Mark of the Devil (La marca del demonio) is a 2020 Mexican horror film distributed by Corazón Films, and directed by Diego Cohen. The story revolves around a priest specializing in exorcisms and his adopted son, abandoned during his childhood by a Mennonite group. The life of the exorcists will change when they meet the Cuevas family and face the demon that persecutes the eldest daughter. The film stars Eduardo Noriega.

== Synopsis ==
Thirty years prior to the film's start, a young boy is exorcised by a priest. In modern day a teenage girl named Camila has been possessed after her mother obtained a mysterious tome.
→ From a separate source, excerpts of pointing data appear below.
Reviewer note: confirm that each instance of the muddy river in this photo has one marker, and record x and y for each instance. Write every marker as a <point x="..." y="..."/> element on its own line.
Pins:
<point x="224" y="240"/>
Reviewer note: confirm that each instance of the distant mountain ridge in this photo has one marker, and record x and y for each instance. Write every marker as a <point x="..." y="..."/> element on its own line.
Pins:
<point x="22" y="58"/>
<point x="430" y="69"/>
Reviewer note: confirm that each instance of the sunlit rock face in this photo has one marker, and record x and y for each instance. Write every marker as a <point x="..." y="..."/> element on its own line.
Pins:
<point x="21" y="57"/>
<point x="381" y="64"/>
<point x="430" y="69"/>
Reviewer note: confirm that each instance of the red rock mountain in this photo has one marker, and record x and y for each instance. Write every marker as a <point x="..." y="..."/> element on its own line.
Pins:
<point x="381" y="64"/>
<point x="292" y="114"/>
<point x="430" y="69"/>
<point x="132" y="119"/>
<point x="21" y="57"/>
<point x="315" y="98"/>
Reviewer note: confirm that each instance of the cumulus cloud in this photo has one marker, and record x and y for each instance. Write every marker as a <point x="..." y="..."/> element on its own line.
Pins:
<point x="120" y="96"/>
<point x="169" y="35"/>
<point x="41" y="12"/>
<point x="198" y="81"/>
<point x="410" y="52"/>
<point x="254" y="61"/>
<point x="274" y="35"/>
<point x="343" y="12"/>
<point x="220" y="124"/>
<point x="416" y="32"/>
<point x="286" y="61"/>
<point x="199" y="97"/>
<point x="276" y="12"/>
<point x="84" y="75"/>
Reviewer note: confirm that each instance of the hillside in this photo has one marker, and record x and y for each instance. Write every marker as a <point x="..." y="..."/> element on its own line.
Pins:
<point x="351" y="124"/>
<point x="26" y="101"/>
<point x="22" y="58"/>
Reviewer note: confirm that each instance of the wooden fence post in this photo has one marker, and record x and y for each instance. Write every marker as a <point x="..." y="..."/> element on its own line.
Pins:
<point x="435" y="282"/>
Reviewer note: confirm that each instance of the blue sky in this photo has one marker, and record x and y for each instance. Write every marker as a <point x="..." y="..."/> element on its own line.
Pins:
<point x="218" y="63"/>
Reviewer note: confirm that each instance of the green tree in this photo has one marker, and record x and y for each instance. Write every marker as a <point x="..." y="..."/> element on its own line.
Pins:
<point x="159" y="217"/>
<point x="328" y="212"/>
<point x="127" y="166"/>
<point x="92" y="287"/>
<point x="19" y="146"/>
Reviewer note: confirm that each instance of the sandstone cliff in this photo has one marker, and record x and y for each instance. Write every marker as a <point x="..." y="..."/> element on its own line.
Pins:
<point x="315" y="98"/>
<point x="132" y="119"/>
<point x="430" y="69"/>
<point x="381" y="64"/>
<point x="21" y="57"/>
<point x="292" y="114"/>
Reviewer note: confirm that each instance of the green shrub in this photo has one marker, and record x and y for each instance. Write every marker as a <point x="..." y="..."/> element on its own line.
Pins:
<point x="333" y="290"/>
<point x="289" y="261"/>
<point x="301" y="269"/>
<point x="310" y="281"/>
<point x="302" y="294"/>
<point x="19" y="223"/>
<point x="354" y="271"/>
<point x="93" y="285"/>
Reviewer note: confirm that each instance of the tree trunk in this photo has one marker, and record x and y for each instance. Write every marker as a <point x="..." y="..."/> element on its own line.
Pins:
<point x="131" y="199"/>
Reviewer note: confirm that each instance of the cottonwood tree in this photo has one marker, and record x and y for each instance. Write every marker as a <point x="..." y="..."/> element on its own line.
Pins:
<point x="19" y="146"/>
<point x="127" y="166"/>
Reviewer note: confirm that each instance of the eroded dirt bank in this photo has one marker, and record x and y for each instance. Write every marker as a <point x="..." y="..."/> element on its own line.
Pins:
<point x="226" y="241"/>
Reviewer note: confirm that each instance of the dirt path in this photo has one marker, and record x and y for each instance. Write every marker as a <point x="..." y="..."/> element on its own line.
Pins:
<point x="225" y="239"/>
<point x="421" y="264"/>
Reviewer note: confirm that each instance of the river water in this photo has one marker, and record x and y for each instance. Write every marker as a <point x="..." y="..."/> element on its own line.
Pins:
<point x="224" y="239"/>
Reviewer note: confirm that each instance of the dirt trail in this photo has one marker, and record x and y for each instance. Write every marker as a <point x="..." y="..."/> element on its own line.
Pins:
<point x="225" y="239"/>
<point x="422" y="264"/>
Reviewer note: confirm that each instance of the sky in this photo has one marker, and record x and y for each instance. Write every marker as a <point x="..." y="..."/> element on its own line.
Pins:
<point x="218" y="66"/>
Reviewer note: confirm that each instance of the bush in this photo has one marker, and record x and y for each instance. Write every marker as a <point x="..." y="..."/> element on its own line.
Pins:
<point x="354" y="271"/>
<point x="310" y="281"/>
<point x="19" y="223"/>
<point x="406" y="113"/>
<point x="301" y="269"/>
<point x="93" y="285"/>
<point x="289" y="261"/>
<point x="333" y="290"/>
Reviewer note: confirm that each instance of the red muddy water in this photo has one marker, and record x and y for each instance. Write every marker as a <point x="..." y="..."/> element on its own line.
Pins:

Two exorcists, Karl and Tomás, have been dispatched to expel the demon. They are unable to prevent Camila from killing her parents, but the pair do discover that she has been possessed by Cthylla, daughter of Cthulu. As the battle continues, Cthylla splits her spirit and possesses Camila's sister Fernanda. This sparks Karl into further action, revealing that he is possessed by Ythogtha, another child of Cthulu. Unlike his siblings, Ythogtha wants to prevent them from causing chaos in order to rebel against his father. Karl/Ythogtha sucks Cthylla out of Camila's body and begs Tomás to kill him so Cthylla cannot escape. Tomás sadly obliges.

The film ends with Tomás entombing Karl's body and Camila seemingly free of the demon. It is left unclear if Cthylla was cleared from Fernanda's body and if entity will repossess Camila.

== Cast ==
- Eduardo Noriega as Tomás
- Eivaut Rischen as Karl Nüni
  - Diego Escalona Zaragoza as Young Karl
- Lumi Cavazos as Cecilia de la Cueva
- Nicolasa Ortíz Monasterio as Fernanda de la Cueva
- Omar Fierro as Luis Miranda
- Arantza Ruiz as Camila de la Cueva
- Laura de Ita as Esperanza

== Reception ==
The Adelaide Review panned the movie, saying that it "tries desperately hard to be scary, but is spoiled by oodles of clichés, a couple of ludicrous plot turns and an absurd sense of unmitigated seriousness."